Run a small test before you go wide

Once you've done the four fixes above, give Copilot to two or three people whose work would expose problems - someone in HR, someone in finance, ideally someone in legal. Ask them to spend a week trying to break it: asking for things they shouldn't be able to see, summarising sensitive folders, generating content that pulls from confidential sources. If nothing leaks, you're in good shape for a wider rollout. If something does, it's almost always a single misconfigured site that's easy to fix.

Keep going after launch

Data hygiene is not a one-time project. New oversharing happens every week, as people share files externally or set up new Teams sites without thinking. Build a monthly 15-minute review into someone's calendar - usually the IT lead or whoever owns the Microsoft tenant - to check the oversharing report and the sensitivity-label coverage.

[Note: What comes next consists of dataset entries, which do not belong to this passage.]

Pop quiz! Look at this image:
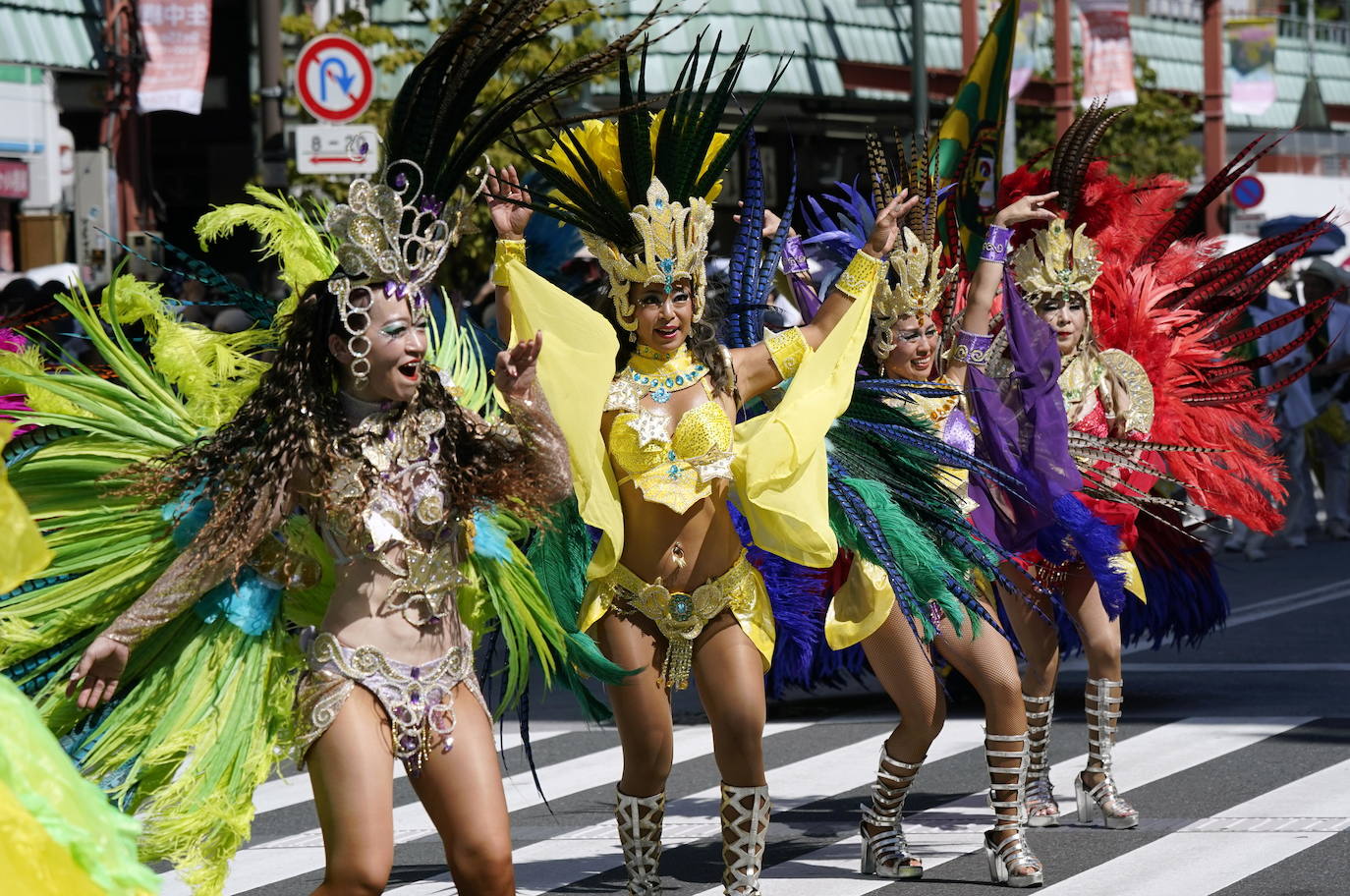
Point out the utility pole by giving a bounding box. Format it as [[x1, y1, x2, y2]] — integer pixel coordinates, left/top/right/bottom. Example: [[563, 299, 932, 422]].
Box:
[[910, 0, 928, 133], [1054, 0, 1073, 138], [257, 0, 286, 188], [1202, 0, 1228, 236]]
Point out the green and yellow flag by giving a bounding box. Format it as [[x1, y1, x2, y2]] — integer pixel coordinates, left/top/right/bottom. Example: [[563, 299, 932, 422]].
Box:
[[932, 0, 1019, 268]]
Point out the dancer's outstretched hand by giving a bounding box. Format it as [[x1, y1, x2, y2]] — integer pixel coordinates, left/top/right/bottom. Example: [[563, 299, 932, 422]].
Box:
[[863, 191, 920, 257], [66, 635, 131, 709], [495, 332, 544, 398], [487, 165, 534, 240], [993, 191, 1060, 227]]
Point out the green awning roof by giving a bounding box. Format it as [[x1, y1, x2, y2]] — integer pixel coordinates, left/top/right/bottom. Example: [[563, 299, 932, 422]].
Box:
[[0, 0, 104, 70]]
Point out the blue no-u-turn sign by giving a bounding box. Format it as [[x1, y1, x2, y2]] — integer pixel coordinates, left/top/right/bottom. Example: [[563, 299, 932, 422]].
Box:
[[1230, 174, 1265, 208], [296, 33, 375, 123]]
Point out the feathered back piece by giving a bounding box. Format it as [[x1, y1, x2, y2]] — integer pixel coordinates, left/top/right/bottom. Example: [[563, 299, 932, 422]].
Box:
[[999, 127, 1327, 532], [518, 35, 783, 329]]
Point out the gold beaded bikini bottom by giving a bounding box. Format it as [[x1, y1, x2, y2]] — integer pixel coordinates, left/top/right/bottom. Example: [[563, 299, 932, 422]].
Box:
[[296, 628, 490, 776], [589, 550, 764, 691]]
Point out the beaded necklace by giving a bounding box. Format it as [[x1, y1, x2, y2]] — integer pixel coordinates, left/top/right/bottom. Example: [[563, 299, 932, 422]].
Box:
[[620, 346, 708, 405]]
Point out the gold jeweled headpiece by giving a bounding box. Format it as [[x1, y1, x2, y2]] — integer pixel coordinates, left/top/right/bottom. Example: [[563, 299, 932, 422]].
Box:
[[872, 227, 956, 362], [325, 159, 466, 379], [582, 177, 712, 331], [1013, 219, 1101, 313]]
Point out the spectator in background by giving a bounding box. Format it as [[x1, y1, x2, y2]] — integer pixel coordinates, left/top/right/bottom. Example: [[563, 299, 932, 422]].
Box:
[[1299, 257, 1350, 541]]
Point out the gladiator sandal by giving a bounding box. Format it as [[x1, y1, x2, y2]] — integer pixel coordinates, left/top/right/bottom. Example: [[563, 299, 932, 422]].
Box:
[[859, 745, 924, 880], [984, 734, 1044, 886], [614, 788, 665, 896], [1073, 679, 1140, 830], [1022, 693, 1060, 827], [721, 781, 771, 896]]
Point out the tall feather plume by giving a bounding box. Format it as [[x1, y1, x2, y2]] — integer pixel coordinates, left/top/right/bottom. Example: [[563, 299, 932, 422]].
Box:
[[385, 0, 660, 199], [516, 33, 786, 252]]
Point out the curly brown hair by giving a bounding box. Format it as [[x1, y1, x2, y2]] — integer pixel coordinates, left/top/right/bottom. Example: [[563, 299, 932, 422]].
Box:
[[113, 281, 546, 580]]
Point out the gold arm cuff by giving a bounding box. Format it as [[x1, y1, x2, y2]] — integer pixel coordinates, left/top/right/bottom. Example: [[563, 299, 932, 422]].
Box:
[[834, 250, 885, 300], [764, 326, 812, 379], [493, 239, 525, 286]]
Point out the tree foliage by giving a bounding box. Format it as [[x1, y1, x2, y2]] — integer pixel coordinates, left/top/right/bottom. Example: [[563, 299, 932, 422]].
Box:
[[1017, 54, 1205, 180], [281, 0, 606, 294]]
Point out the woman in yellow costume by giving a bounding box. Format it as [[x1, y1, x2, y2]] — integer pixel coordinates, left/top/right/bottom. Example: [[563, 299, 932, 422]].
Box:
[[0, 421, 159, 896], [488, 44, 907, 896], [991, 104, 1325, 828], [788, 135, 1053, 886]]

Small and regular beats large and quarterly.

The honest summary

You do not need to fix your entire information estate before rolling out Copilot. You need to close obvious oversharing, label the few hundred documents that genuinely matter, archive the dormant stuff, and tidy the worst-named high-traffic folders. That's a one to two-week project for a small business, not a six-month consultancy engagement. Do it once, set up a light monthly review, and Copilot will be working from a foundation that makes it look smart rather than dangerous.